Date: January 4, 2026
Category: PC Hardware / Market Analysis
If you’ve looked at PC part lists recently, you’ve likely experienced sticker shock. Throughout 2023 and 2024, we got used to dirt-cheap memory. You could pick up a high-speed 32GB DDR5 kit for under $100.
Those days are effectively over.
As we kick off 2026, we are in the middle of a massive upward correction in DRAM prices. A 32GB kit that cost $95 last spring is now trading near $300 in many regions. This is not normal inflation—it is a structural shift in the semiconductor industry.
The primary reason your gaming PC’s RAM is expensive is artificial intelligence. Memory manufacturers have aggressively pivoted production toward HBM (High Bandwidth Memory), which is essential for AI accelerators.
In September 2025, a 16Gb DDR5 chip sold for around $6.84. By December, that same chip exceeded $27.00.
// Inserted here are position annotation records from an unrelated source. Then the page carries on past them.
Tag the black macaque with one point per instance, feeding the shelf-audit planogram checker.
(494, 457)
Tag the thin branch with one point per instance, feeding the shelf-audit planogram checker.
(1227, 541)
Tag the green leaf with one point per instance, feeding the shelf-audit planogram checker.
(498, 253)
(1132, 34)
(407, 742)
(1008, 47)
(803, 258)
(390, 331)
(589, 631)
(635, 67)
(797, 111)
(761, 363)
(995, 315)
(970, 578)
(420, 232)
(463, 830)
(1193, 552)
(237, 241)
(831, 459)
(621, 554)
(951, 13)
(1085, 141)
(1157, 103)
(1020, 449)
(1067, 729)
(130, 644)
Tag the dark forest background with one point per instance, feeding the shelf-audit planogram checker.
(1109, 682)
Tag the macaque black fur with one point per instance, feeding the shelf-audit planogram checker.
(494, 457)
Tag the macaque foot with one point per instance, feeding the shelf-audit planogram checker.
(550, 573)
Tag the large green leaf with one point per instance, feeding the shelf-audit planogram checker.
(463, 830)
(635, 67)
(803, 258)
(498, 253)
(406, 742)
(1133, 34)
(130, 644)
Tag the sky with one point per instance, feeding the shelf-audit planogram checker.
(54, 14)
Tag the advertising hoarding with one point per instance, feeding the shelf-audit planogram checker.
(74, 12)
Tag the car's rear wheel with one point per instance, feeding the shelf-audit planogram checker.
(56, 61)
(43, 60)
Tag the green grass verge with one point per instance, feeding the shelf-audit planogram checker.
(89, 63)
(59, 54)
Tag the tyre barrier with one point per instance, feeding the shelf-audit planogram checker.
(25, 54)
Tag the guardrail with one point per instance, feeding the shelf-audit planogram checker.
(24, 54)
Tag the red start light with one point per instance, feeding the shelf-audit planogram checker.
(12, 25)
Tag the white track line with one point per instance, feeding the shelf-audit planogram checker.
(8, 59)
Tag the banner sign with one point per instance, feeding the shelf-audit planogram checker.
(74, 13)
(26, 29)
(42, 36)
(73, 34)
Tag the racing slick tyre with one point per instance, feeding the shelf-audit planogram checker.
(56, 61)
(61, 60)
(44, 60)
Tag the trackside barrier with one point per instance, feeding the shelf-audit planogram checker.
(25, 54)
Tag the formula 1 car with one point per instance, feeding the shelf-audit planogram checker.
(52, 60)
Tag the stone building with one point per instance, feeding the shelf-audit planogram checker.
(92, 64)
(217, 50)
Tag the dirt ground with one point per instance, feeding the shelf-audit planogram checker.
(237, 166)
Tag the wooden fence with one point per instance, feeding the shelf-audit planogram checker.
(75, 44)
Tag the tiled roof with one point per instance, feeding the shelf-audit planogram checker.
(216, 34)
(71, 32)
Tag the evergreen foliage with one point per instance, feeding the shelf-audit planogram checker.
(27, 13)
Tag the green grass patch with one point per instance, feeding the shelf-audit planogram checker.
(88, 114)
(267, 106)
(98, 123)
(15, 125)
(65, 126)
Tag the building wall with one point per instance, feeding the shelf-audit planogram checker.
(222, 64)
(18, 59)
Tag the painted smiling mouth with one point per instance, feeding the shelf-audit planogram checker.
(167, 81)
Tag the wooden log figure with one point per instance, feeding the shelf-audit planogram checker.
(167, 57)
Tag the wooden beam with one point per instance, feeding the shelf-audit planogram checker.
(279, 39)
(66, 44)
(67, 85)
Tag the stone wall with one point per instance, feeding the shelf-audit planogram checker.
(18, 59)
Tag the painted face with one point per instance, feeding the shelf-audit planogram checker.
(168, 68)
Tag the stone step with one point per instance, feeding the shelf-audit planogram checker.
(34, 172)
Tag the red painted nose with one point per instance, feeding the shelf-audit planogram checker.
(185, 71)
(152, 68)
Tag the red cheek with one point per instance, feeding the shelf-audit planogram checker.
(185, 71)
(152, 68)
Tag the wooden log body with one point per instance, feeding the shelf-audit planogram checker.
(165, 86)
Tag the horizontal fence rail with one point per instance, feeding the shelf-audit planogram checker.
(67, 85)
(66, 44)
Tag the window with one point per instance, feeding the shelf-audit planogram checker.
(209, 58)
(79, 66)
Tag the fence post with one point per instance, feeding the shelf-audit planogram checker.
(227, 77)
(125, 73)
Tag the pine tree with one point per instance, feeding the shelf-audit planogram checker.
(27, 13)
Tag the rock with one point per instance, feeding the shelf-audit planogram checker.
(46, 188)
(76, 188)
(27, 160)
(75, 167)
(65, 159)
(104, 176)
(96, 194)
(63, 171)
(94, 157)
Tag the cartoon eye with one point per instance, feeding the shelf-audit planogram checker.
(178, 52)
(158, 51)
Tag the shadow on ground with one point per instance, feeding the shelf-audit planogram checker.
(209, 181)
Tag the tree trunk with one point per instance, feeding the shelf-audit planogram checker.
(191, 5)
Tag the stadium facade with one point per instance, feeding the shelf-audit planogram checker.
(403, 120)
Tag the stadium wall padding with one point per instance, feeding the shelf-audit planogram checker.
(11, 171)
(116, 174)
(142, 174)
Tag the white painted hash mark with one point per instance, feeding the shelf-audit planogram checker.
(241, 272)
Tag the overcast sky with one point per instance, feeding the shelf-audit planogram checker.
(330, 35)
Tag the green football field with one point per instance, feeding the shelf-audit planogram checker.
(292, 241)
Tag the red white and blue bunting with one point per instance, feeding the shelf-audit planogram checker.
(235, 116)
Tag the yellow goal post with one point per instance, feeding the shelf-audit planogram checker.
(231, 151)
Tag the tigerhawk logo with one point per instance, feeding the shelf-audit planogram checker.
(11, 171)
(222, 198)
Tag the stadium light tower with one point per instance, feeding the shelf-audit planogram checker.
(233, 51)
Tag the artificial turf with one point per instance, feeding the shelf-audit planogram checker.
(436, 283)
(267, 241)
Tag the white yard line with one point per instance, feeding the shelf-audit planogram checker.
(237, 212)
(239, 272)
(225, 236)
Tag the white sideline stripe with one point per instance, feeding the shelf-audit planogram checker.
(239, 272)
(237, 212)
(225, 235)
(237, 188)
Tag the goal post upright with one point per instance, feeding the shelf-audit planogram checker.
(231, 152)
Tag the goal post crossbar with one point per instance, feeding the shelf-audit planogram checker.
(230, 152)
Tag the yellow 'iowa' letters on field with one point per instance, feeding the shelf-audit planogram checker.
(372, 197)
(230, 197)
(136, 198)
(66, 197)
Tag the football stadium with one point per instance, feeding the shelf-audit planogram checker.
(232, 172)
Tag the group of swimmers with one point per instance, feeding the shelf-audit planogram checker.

DDR4 production is being phased out faster than expected. In some markets, older DDR4 kits now cost more than entry-level DDR5. Scarcity—not performance—is driving this inversion.
Industry projections suggest price pressure will continue through Q2 and Q3 of 2026. New fabs won’t meaningfully increase supply until late 2027 or beyond.
Prediction: Another 30–50% price increase before stabilization.
Bottom line: The AI boom is consuming silicon, and PC builders are paying the price.